(そう。だから一本釣りなのよ)

看板を睨みつけながら自分に言い聞かせる。大手っぽいし、店の外観も綺麗だし、何たって一等地に店を構えているのだから信頼できそうだ。

「行くのよ、早く」

菱沼オフィスから徒歩五分の距離ではいつ誰に目撃されるかわからない。自分の導火線に火をつけるため、母や友人に投げつけられた数々の言葉を思い起こし、拳を固める。

(……負けるもんですか!)

突如、私はその看板に向かって突進し始めた。こんなに鼻の穴を膨らませて結婚紹介所に突入する女はいないだろう。

「いらっしゃいませ」

受付のにこやかな笑顔に迎えられ、慌てて変装用のメガネとマスクを取る。
奥は優雅なサロンになっていて、無料カウンセリングのためのエントリーシートに経歴や希望する条件を書き込んでいく。

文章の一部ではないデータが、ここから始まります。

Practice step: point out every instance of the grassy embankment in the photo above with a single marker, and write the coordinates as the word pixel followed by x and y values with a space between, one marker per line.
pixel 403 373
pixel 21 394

担当カウンセラーが来るのを待っている間、受付の女性が用意してくれたフレーバーティーを飲みながら壁に飾られた成婚カップルのウエディング写真を眺めた。医者、弁護士とそれぞれの職業も記載してある。どのカップルも笑顔だけど、正直、女性に比べて男性陣のルックスが冴えない。

〝天は二物を与えず〟

最高の頭脳と最高のルックスを兼ね備えた男性は希少価値で、こういう市場に出てこないのだろう。そう、北条怜二みたいな。

「お待たせいたしました」

頭から北条怜二を追い払っていると、晴れやかな声とともにカウンセラーの女性が現れた。三十代前半といったところで、私とさほど年齢は変わらない。左手薬指には結婚指輪が輝いている。

「仁科紺子様ですね。ご経歴など拝見したところ、うーん……難しそうですが大丈夫です。私にお任せください」

〝難しそうですが〟……?
私の中で黄色信号が灯った。相手を下げて自分を上げるあたり、この人物はプロなのか?と。

そう。あとから思えば、出だしからこのカウンセラーとのバトルのゴングは鳴っていたのだ。